FREQUENTLY ASKED QUESTIONS
Aren't life-like simulations a better
way to learn than games?
Not necessarily. Some make the argument that the airplane simulator
is the greatest training tool ever invented -- and want all training
to work in the same way and be just as detailed and accurate.
There is no doubt that simulators are a great way to learn to
do things like drive machines such as airplanes or tanks. For
one thing, a machine is a closed system whose behavior is well-known.

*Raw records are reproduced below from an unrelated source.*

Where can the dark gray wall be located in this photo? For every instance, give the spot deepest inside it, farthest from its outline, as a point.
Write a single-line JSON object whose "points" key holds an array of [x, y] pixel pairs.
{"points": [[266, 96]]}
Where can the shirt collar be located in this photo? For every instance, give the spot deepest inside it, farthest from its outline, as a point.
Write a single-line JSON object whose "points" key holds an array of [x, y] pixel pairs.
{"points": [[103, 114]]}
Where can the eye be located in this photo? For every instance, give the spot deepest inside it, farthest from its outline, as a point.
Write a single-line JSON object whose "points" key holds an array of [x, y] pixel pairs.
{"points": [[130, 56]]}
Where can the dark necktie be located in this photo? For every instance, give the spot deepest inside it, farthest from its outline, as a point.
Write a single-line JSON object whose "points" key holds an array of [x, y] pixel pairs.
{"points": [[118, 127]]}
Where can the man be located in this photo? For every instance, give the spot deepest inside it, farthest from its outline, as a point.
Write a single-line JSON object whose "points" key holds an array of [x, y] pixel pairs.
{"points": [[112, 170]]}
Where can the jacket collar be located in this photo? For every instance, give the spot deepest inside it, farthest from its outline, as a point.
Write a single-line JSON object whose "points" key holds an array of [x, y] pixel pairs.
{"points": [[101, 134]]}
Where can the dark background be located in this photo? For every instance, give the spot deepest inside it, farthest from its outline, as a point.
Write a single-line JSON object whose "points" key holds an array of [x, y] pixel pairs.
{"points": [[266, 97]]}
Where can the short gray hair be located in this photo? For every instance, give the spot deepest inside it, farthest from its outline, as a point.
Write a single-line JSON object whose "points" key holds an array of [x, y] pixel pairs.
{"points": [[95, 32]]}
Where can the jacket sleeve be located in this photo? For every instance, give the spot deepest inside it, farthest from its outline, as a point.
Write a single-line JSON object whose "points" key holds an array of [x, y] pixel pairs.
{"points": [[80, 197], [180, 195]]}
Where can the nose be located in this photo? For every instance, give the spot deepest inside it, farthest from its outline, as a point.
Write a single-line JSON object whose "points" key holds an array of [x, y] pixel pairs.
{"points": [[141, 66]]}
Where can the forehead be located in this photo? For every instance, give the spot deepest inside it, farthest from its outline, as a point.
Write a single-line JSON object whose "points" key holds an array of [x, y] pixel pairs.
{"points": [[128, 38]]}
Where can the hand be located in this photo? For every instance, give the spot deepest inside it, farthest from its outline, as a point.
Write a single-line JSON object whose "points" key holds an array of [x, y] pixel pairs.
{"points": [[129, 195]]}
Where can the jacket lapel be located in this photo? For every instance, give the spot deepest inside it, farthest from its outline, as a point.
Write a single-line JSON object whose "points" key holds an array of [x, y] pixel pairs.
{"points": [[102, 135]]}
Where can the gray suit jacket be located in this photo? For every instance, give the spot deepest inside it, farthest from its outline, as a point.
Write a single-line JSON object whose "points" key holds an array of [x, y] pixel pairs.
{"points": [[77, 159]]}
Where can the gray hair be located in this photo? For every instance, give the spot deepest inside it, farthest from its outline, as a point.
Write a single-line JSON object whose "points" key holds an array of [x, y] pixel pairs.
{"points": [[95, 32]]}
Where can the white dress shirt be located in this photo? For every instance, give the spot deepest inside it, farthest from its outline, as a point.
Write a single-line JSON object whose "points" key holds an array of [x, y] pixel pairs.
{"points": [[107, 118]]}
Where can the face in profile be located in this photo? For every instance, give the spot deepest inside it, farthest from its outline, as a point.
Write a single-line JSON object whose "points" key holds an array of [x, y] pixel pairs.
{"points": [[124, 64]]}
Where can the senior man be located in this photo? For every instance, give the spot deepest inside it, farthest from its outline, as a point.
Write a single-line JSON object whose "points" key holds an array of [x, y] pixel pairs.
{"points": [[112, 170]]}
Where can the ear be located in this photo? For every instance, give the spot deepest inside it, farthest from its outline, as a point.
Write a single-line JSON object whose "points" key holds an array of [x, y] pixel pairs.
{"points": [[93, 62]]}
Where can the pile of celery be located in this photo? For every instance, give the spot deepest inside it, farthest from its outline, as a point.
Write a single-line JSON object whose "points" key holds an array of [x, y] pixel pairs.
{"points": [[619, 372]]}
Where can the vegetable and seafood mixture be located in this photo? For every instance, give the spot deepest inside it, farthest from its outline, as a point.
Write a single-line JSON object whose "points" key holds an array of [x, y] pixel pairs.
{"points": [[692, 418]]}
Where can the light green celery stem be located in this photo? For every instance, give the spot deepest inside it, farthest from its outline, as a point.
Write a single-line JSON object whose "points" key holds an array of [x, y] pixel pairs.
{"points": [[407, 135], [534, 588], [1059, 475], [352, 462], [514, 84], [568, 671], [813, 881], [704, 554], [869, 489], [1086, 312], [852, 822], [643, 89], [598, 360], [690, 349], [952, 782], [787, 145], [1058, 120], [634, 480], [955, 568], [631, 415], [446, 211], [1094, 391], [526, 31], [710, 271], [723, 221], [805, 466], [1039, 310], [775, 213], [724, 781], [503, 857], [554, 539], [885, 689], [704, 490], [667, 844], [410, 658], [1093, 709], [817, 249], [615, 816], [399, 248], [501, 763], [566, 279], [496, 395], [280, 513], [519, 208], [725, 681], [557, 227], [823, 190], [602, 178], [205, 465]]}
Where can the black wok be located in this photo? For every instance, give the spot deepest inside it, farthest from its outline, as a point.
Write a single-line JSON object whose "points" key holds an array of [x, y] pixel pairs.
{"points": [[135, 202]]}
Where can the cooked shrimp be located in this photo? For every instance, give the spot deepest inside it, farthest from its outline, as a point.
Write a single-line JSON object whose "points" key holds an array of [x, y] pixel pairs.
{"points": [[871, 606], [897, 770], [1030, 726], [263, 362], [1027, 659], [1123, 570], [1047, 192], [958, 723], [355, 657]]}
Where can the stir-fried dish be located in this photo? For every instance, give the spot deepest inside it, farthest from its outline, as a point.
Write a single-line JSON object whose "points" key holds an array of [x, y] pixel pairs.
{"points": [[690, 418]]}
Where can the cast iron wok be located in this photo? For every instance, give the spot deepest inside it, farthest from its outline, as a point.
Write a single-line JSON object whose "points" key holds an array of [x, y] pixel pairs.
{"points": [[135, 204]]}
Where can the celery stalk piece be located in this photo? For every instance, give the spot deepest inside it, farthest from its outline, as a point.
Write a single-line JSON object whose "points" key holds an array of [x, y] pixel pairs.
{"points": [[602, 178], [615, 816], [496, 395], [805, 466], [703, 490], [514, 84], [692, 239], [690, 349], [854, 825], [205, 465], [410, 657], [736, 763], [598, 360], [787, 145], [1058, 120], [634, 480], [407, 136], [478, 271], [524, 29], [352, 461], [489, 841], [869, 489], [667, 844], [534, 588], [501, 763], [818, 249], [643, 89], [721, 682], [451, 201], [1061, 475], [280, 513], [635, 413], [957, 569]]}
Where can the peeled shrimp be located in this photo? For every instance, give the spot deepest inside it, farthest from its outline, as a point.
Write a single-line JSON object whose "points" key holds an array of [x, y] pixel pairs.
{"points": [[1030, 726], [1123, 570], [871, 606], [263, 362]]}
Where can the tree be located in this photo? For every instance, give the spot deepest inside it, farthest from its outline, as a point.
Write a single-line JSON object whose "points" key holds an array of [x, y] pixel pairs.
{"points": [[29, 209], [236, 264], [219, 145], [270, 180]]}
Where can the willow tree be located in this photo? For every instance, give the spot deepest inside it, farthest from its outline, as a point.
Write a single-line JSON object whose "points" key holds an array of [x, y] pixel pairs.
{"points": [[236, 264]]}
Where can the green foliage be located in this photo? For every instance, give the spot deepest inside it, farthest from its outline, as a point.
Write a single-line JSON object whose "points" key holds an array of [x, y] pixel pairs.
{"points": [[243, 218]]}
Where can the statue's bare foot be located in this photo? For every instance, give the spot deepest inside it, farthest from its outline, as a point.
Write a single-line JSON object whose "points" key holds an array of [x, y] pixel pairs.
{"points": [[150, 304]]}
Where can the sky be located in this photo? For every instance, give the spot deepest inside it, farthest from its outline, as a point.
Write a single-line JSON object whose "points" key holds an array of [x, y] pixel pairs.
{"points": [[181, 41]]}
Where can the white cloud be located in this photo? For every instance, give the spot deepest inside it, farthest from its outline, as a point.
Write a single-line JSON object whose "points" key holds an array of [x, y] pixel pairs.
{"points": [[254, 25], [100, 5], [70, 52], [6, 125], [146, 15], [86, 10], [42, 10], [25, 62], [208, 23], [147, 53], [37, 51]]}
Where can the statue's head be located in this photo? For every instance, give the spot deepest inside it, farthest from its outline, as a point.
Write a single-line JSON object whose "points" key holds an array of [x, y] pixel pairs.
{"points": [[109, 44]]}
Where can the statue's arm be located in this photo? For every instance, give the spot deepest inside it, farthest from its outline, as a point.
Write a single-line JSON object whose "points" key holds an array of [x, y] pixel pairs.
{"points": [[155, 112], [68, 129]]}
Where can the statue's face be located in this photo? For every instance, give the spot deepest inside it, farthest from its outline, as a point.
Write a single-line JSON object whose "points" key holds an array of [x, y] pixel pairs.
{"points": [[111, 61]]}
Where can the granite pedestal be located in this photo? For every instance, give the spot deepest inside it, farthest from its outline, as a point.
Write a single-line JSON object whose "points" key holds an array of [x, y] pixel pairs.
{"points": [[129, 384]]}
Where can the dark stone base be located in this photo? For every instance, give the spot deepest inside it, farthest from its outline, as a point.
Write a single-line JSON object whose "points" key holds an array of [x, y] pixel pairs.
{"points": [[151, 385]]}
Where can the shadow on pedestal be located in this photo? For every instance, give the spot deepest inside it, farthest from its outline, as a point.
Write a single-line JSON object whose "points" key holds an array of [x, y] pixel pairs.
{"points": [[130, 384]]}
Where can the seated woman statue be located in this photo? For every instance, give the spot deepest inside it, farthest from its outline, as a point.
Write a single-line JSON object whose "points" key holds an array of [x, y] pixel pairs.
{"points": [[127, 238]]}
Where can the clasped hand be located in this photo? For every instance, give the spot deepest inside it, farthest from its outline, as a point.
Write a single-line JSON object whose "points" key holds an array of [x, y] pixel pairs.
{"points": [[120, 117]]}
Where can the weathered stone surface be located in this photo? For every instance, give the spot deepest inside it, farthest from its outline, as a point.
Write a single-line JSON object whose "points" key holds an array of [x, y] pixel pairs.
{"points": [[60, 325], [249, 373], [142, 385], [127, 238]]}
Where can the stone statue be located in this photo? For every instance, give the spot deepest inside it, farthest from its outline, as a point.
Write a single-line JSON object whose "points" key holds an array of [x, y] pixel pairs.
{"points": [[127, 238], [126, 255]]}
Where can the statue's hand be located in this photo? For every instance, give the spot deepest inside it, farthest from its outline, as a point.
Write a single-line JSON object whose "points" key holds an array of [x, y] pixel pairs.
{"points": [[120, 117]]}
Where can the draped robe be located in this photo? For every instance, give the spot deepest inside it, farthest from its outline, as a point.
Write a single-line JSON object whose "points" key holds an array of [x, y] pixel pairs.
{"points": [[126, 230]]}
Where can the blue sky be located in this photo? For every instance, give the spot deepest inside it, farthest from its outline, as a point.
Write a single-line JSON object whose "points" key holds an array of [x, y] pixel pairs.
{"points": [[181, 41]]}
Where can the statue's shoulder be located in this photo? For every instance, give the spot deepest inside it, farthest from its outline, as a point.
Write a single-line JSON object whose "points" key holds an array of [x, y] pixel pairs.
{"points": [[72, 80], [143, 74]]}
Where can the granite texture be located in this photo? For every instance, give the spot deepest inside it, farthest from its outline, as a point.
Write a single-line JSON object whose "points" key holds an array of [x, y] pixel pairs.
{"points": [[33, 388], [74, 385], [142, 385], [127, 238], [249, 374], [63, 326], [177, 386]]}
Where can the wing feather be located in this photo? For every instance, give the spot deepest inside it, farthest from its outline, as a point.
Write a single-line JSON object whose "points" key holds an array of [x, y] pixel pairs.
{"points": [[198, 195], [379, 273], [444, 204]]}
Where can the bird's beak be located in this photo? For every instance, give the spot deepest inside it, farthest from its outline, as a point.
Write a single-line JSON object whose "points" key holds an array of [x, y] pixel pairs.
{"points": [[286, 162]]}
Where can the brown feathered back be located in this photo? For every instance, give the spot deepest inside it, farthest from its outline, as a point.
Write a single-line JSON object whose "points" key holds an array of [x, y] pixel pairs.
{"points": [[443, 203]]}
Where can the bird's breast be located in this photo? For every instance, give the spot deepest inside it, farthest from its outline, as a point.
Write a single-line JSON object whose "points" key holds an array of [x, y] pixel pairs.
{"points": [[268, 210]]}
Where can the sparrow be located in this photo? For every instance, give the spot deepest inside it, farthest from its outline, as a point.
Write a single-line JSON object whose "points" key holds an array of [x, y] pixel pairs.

Yet even here turning the simulation into a game makes the simulator
much more interesting as a learning tool. Corey Schou reports
that Fed Ex pilots wouldn't use the simulation he designed until
he made it competitive. The Navy is experimenting with turning
a periscope simulation into a less realistic but more fun shooting
game to increase the participants involvement. Studies have shown
that beginners prefer and learn better from an abstracted version
of a control panel than a realistic one, while advanced users
prefer the real thing.
When simulations involve people, the terms "real-life" becomes
harder to define, since people are extremely hard (many experts
would claim impossible at our current levels of understanding
and technology) to simulat, even with video. The same goes for
very complex systems such as business.
So what builders tend to do is build in some rules and algorithms
based on historical cases and data, and combine that with rule-based
automata and/or video to make it seem "real-life." However it
isn't, and cannot be, "real-life" in the same sense as an airplane
Games, on the other hand, by their very nature, provide abstraction,
rules and goals, as well as more engagement than "real-life,."
and when properly combined with simulations create what Elliott
masie calls "real kick-ass situations."